I have a table that contains 3 different columns:
- itemid,
- caseid and
- userid.
I would like to count two different types of scenarios:
- If there for the same combination of itemid, caseid, count(distinct userid) = 1, count this total number.
- If for the same combination of itemid, caseid, count(distinct userid) > 1, count this number.
How can I formulate a query that does this in one query?
I've tried something like this, but this doesn't work.

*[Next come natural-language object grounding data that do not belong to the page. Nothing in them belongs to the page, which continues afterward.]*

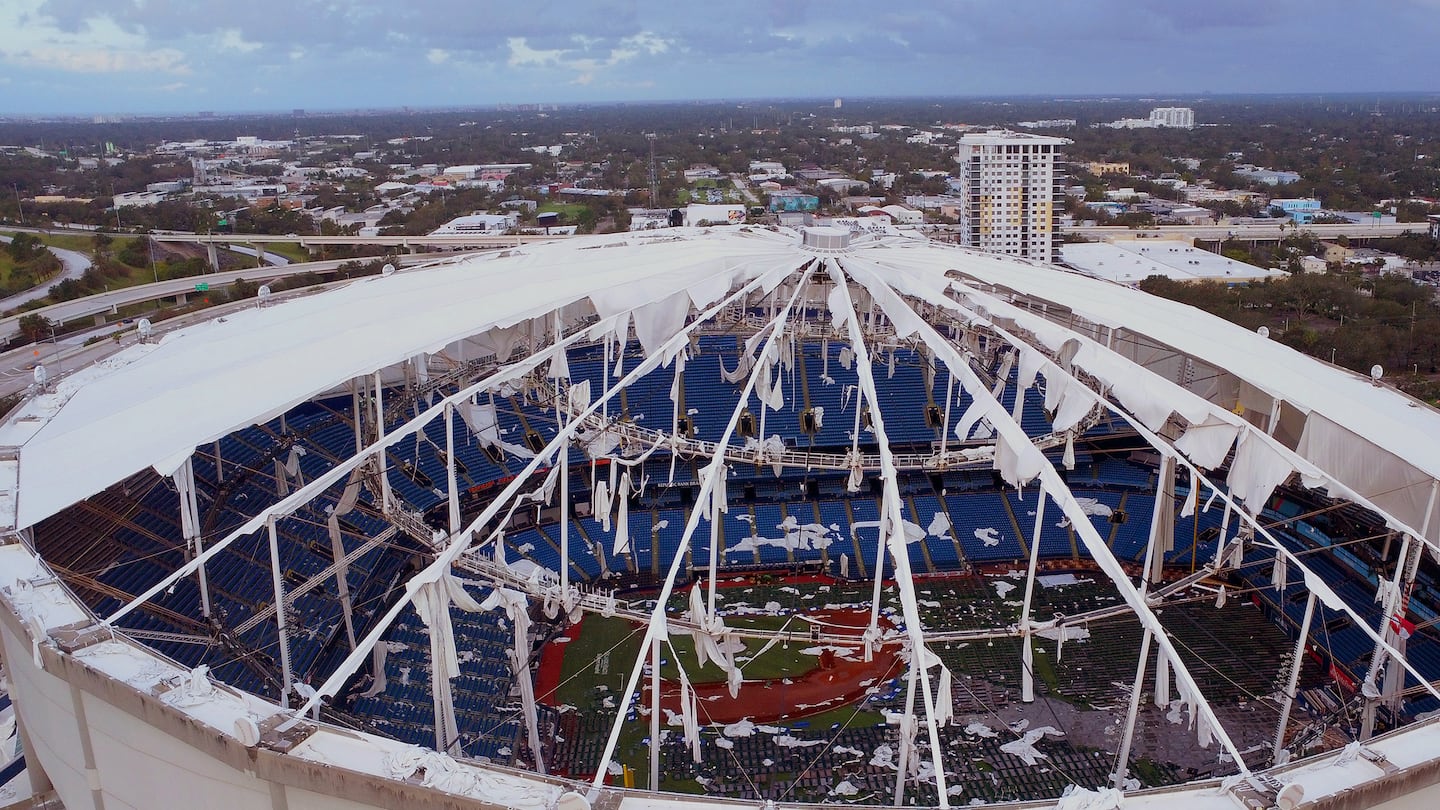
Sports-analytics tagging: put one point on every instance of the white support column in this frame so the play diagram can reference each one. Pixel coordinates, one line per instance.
(654, 714)
(1293, 681)
(1162, 521)
(450, 469)
(1122, 767)
(565, 518)
(280, 613)
(906, 731)
(709, 477)
(949, 401)
(893, 526)
(190, 525)
(356, 414)
(380, 457)
(1027, 679)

SELECT CASE WHEN eventid, caseid, count (distinct userid) =1 AS total_unique THEN count(totalunique) END AS total_unique,
CASE WHEN eventid, caseid, count (distinct userid) > 1 AS total_multiple then count(totalmultiple) END AS total_multiple
FROM TBL_1
CodePudding user response:
with data as (
select eventid, caseid, count(distinct userid) as cnt_user
from T
group by eventid, caseid
)
select
count(case when cnt_user = 1 then 1 end) as cnt_unique,
count(case when cnt_user > 1 then 1 end) as cnt_multiple
from data;
This can be combined into a shorter query with distinct
sum() over
:
select distinct
count(case when count(distinct userid) = 1 then 1 end) over () as total_unique,
count(case when count(distinct userid) > 1 then 1 end) over () as total_multiple
from T
group by eventid, caseid;
CodePudding user response:
With this CTE just for simplicity of testing:
WITH fake_data(itemid, caseid, userid) AS (
SELECT * FROM VALUES
/* we will have three (itemid,caseid)'s with a count of =1*/
(1,10,100),
(1,11,100),
(1,12,100),
/* we will have two (itemid,caseid)'s with a count of >1*/
(2,11,101),
(2,11,102),
(2,12,101),
(2,12,102)
)
we want to see 3 counts of ones at the end, and 2 counts of > one.
a building block step is to count those sets:
SELECT
itemid,
caseid,
count(distinct userid) as cd_userid
FROM fake_data
GROUP BY 1,2;
which gives:
ITEMID | CASEID | CD_USERID |
---|---|---|
1 | 10 | 1 |
1 | 11 | 1 |
1 | 12 | 1 |
2 | 11 | 2 |
2 | 12 | 2 |
and now to count the counts. This needs to be done (in this method) as another layer as the context of "what is being grouped over" needs to be expressed. You did mention "in one expression" which I think you mean as not a nest sub-select.
SELECT
count_if(cd_userid = 1) as count_of_ones,
count_if(cd_userid > 1) as count_of_gt_ones,
count(*) as count_of_totals,
count_of_totals - count_of_ones as count_of_gt_ones_b
FROM (
SELECT
itemid,
caseid,
count(distinct userid) as cd_userid
FROM fake_data
GROUP BY 1,2
);
COUNT_OF_ONES | COUNT_OF_GT_ONES | COUNT_OF_TOTALS | COUNT_OF_GT_ONES_B |
---|---|---|---|
3 | 2 | 5 | 2 |
this shows there are a couple of ways to get the both counts as they are related to each other.
So two mash this into one layer of query, which is really the same as the two layers and thus possible less readable, and might depending how you merge this with a larger block of SQL less more/less performant, and very similar to Shawn's answer, but skipping the CASE/IFF via a COUNT_IF, and again showing there are two ways to get the second answer (depending how obtuse you wish to be)
select distinct
count_if(count(distinct userid) = 1) over() as count_of_ones,
count_if(count(distinct userid) > 1) over() as count_of_gt_ones,
count(distinct itemid, caseid) over() - count_of_ones as count_of_gt_ones_b
from fake_data
group by itemid, caseid;
gives:
COUNT_OF_ONES | COUNT_OF_GT_ONES | COUNT_OF_GT_ONES_B |
---|---|---|
3 | 2 | 2 |